While learning to ski, skiers in this class with cerebral palsy may use ski-bras, bungee cords, outriggers, slant boards or toe boards.

CP8 LW4 skiers may have better balance while using skis than they would otherwise. This presents challenges for coaches who are working with the skier. Compared to other skiers in the class, the skier with cerebral palsy may tire more quickly.

=== Standing volleyball ===
Standing volleyball is a disability sport variant open to people with different types of permanent minimal disabilities, with two different grades of teams depending on the severity of their disability. CP7 and CP8 sportspeople are eligible to participate in Grade A. This grade includes people who have finger amputations.

=== Swimming ===
People with cerebral palsy are eligible to compete in swimming. The CP-ISRA classes of CP1 to CP8 have counterparts with the classification system used by the International Paralympic Committee and are eligible to compete at the Paralympic Games. CP8 swimmers are often classified in S8, S9 or S10 because of their hemiplegia and spasticity. The less severe, the closer they are to S10.

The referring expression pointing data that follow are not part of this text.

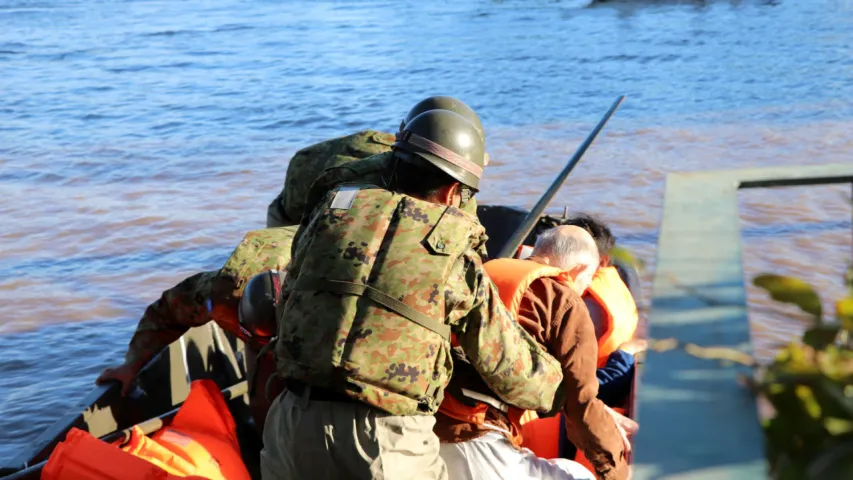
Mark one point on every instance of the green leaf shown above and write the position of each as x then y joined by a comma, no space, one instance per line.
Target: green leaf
838,426
622,254
844,312
821,336
791,290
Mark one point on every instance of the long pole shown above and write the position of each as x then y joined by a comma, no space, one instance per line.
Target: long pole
530,221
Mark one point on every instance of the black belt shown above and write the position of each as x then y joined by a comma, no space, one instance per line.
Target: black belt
318,394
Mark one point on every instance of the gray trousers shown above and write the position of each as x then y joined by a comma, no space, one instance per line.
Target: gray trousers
319,440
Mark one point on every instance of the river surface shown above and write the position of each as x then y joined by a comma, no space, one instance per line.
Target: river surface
140,139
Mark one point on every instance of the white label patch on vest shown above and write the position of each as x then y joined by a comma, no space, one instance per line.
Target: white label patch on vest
344,198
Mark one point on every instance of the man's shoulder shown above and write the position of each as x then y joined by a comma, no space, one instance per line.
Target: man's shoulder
368,141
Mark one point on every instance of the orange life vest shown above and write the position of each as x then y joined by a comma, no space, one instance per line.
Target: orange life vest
620,311
200,442
513,278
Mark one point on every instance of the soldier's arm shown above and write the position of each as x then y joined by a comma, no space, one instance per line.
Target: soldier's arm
275,214
510,361
164,321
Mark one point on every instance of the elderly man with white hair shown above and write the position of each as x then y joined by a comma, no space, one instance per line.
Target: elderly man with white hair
480,434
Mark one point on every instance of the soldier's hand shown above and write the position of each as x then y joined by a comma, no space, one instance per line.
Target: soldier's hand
124,374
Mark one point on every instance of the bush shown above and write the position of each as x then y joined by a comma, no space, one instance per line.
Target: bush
810,387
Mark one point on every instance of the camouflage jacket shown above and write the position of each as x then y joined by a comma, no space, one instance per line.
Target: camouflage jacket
316,170
378,282
307,164
373,171
185,305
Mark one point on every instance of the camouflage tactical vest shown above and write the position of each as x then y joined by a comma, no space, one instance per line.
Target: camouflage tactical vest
366,313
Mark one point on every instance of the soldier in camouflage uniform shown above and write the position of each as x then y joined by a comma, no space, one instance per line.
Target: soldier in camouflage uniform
186,305
337,155
380,280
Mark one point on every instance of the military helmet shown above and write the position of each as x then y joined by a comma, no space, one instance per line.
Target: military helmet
448,141
257,309
446,103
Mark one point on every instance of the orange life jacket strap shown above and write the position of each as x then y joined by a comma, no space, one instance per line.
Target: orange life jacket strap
620,311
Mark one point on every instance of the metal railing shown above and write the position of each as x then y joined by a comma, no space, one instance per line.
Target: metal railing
696,420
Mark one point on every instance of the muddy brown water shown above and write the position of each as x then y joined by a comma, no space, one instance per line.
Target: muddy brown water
140,140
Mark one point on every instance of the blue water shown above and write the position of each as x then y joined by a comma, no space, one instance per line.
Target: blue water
140,139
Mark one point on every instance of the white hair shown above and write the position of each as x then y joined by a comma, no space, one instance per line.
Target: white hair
566,247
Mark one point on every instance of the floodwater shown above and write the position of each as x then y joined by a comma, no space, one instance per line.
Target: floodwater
140,139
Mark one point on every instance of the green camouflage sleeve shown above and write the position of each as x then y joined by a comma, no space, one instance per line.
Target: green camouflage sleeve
276,216
509,359
164,321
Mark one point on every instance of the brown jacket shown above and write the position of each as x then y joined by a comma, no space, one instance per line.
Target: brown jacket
557,317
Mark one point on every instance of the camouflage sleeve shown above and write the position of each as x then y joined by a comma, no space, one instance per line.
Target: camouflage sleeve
164,321
509,359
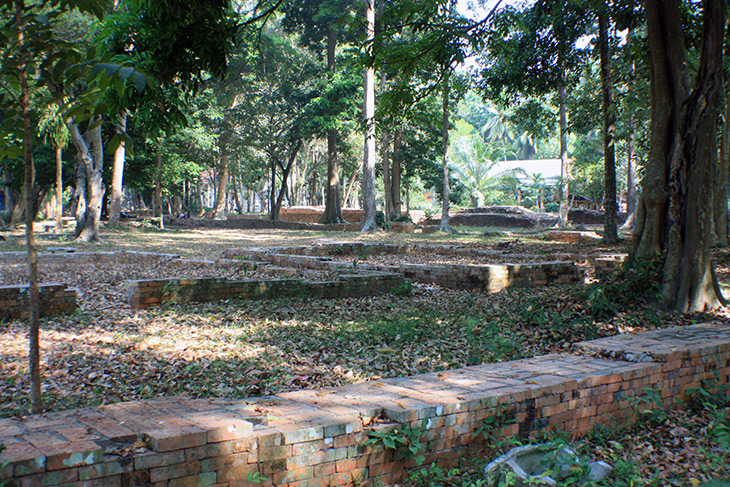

Because of the neuromuscular nature of their disability, they have slower start times than other people in their classes. They are also more likely to interlock their hands when underwater in some strokes to prevent hand drift, which increases drag while swimming. For S8 classified swimmers with CP, they are able to record long distances underwater. The longest distances Paralympic S8 swimmers can measure are often half that of comparable Olympic counters. This is attributed to neuromuscular related drag issues. CP swimmers are more efficient at above water swimming than underwater swimming. CP8 swimmers tend to have a passive normalized drag in the range of 0.4 to 0.9. This puts them into the passive drag band of PDB6, PDB8, and PDB10. CP8 swimmers experience swimmers shoulder, a swimming related injury, at rates similar to their able-bodied counterparts. When fatigued, asymmetry in their stroke becomes a problem for swimmers in this class. The integrated classification system used for swimming, where swimmers with CP compete against those with other disabilities, is subject to criticisms has been that the nature of CP is that greater exertion leads to decreased dexterity and fine motor movements. This puts competitors with CP at a disadvantage when competing against people with amputations who do not lose coordination as a result of exertion.

=== Other sports ===
People with cerebral palsy are eligible to compete in archery. The CP-ISRA classes of CP3, CP4, CP5, CP6, CP7 and CP8 have counterparts with the classification system used by the World Archery Federation and are eligible to compete at the Paralympic Games. They can also compete in wheelchair fencing. The CP-ISRA classes of CP3, CP4, CP55, CP6, CP7 and CP8 have counterparts with the classification system used by the International Wheelchair and Amputee Sports Federation and are eligible to compete at the Paralympic Games. Another sport CP8 athletes can be classified into is wheelchair basketball. he CP-ISRA classes of CP4, CP5, CP6, CP7 and CP8 have counterparts with the classification system used by the International Wheelchair Basketball Federation and are eligible to compete at the Paralympic Games. Para-Taekwondo is another sport open to CP5, CP6, CP7 and CP8 class competitors. Early on, the CP8 classification competed as CP8 before a different sport specific classification system was developed. Another sporting option for people in this class is table tennis. Para-equestrian, powerlifting, rowing, sailing and shooting are sports which people in this class can participate in at the elite level. In rowing, they tend be classified LTA-PD.